In production-level applications of RAG, to achieve better data retrieval, multi-source data needs to be preprocessed and cleaned, i.e., ETL (extract, transform, load). To enhance the preprocessing capabilities of unstructured/semi-structured data, Dify supports optional ETL solutions: Dify ETL and Unstructured ETL.
Unstructured can efficiently extract and transform your data into clean data for subsequent steps.
ETL solution choices in different versions of Dify:
The SaaS version defaults to using Unstructured ETL and cannot be changed;
The community version defaults to using Dify ETL but can enable Unstructured ETL through environment variables;
Differences in supported file formats for parsing:
txt, markdown, md, pdf, html, htm, xlsx, xls, docx, csv
txt, markdown, md, pdf, html, htm, xlsx, xls, docx, csv, eml, msg, pptx, ppt, xml, epub
Different ETL solutions may have differences in file extraction effects. For more information on Unstructured ETL’s data processing methods, please refer to the official documentation.

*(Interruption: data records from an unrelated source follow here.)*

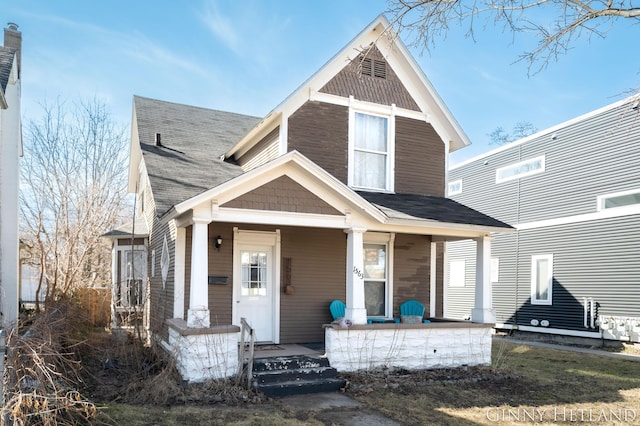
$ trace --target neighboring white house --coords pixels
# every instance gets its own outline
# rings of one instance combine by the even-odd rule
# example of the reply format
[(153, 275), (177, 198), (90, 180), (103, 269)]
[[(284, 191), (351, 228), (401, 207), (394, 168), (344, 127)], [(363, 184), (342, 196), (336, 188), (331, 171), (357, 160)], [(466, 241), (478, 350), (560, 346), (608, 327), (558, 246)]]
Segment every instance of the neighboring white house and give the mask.
[(22, 34), (9, 23), (0, 46), (0, 323), (18, 319), (18, 163), (22, 156), (20, 51)]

Embedding transforms discrete variables (words, sentences, documents) into continuous vector representations, mapping high-dimensional data to lower-dimensional spaces. This technique preserves crucial semantic information while reducing dimensionality, enhancing content retrieval efficiency.
Embedding models, specialized large language models, excel at converting text into dense numerical vectors, effectively capturing semantic nuances for improved data processing and analysis.